Local farmers to adopt drip irrigation technique


Guyanese farmers were yesterday exposed to demonstrations of the popular drip irrigation technique by consultants from a Jamaican firm with the intention of having more local farms adopt the system and ultimately expand its use here.
Minister of Agriculture Robert Persaud said he has given the project his ‘nod of approval’ as modern, innovative and relevant technology becomes more cost effective and time appropriate.
Minister Persaud was speaking at a seminar to educate farmers on drip irrigation held at the Guyana School of Agriculture (GSA), Mon Repos, East Coast Demerara.
Drip irrigation is the slow application of water to the soil through small openings on lines which are laid along the cultivation plot.
Large farms are no longer forced to employ a huge workforce for the purpose of manual labour since technological advances require less hands and more science.
“In Guyana, we’ve been seeking to expose farmers not only to new but relevant technology.
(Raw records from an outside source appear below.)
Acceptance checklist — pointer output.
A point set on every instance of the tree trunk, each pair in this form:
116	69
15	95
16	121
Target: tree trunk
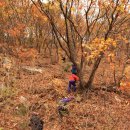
95	67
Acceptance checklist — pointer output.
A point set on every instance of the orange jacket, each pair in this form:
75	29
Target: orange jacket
73	77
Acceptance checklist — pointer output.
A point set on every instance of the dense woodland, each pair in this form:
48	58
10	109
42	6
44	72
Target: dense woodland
41	40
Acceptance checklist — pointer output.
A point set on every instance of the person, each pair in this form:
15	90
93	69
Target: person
72	82
74	69
35	122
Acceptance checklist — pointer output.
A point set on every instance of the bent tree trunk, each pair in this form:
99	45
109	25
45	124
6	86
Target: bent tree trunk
91	77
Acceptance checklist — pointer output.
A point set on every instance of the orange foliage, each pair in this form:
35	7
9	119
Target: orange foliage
29	54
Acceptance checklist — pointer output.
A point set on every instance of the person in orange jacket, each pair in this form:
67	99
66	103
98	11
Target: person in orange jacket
72	80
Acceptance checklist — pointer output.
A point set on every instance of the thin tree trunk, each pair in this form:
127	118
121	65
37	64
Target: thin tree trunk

This technology is beneficial for populations where citizens are aged or where children are no longer sent to work on farms but are educated instead.”
Minister Persaud noted that this development can increase productivity, viability and competitiveness by reducing cost and ensuring product standards meet international requirements.
With Guyana’s Agricultural Diversification Programme on stream, $1.2M will be spent on the procurement of equipment which farmers will be trained to properly utilise.
The Agriculture Minister stated that drip irrigation will greatly benefit the interior and Rupununi savannahs where inadequate rainfall affects crops from reaching full potential.
The minister has since invested in 10 systems in each of the regions and has permitted the Guyana Agricultural Producers Association (GAPA) to install an additional 14.
Drip irrigation was first set up in a few farming districts after being introduced to Guyana in October, 2006, to allow a constant supply of water through pipes which are placed close to the plants.
Through this system, enough water is supplied to meet crop demands and a supply of moisture is maintained in root zones throughout the growing season.
The technique was fashioned accidentally in Israel where rainfall is minimal and desert-like conditions persist throughout the region.